What is quality data?

All data reported through True Impact must be categorized by its source. Top-level categories include:

  • Direct measurement of program results, including testing, monitoring, or reporting by the beneficiaries or program implementers, using subjective or objective evaluation criteria.
  • Estimate based on data from other, similar programs; indirect tracking of outcomes (e.g., government data); or the program's past results.
  • Guess based on experience, anecdotal results, or logical assumptions.

The first two categories – direct measurement and estimate based on data – are considered high-quality (or evidence-based) data, providing some validation for the reporting organization’s assertions. Guesses are considered low-quality data (better than nothing, but an area that should be improved).

 

How do nonprofits report out on outcomes when their program isn’t complete?

True Impact's reporting system guides nonprofits through creating a social impact report no matter what stage of program implementation they are in.

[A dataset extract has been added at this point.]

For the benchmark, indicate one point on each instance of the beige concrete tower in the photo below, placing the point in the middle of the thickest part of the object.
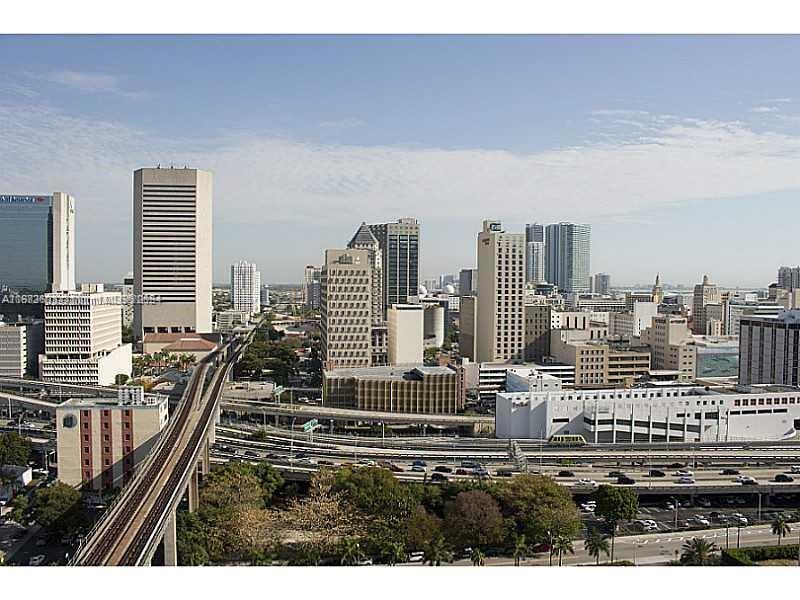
(500, 327)
(172, 210)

If a nonprofit is just starting their program or period of philanthropic support, or if their program or support period is underway but not complete, they create an Initial Forecast or Interim Report. In each case, they report the impacts they anticipate generating at the end of the program or support period. In this way, it’s much like a statement of work or business plan.

For programs with a long track record, these projections can be very accurate; for new programs, expectations for accuracy tend to be lower. In either case, the nonprofit knows they will be asked to update the report with actual results when the Initial Forecast or Interim Report transitions to the Final Report stage (at the close of the philanthropic support period). As a result, there is a strong incentive to create projections in the Initial Forecast or Interim Reports that are accurate as possible.

Having access to both the final results and the variance between the projections and actuals presents a rich source of data for program managers and executive leadership alike.

 

How are the beneficiary demographic details collected from grantees?

In the Beneficiary section of the True Impact Report Builder, grantees select the demographic categories that best describe their program's beneficiaries.  The list of categories is based on a standardized taxonomy from Candid's (formerly the Foundation Center) Philanthropic Classification System. Once a grantee has identified the demographic categories that best describe their program's beneficiaries, grantees provide a percentage of their beneficiaries that fall into each category.
True Impact strongly encourages grantees to be as precise as possible but allows estimates and requires that grantees report on the end beneficiaries of their program rather than intermediaries or service providers. During the analysis process, True Impact calculates the number of people served within each demographic category enabling you to share with your stakeholders the different populations that benefit from your community investments. 
 
How does True Impact measure investments to activities other than individual programs such as fundraisers, galas, and general operations? 
Donors often give money to support galas, dinners, or other fundraisers intended to raise money for social investment activities. To report on the ultimate social impact of these funds, True Impact supports grantees in creating a social impact report for the specific programs supported by the fundraiser or gala. If the funds go to more than one program, True Impact guides grantees to create a report for each program supported by the fundraiser or gala. 
Investments into an organization's general operations support an entire organization.  True Impact guides grantees to create social impact reports for each program supported by the organization's general operating funds. It is also possible for a grantee to create a single composite report capturing the impacts of the entire organization but these reports are often less precise. In all cases, True Impact works closely with your grantees to communicate the ultimate social impact of your investments whether you are funding a specific program, a gala, or the organization's general operations.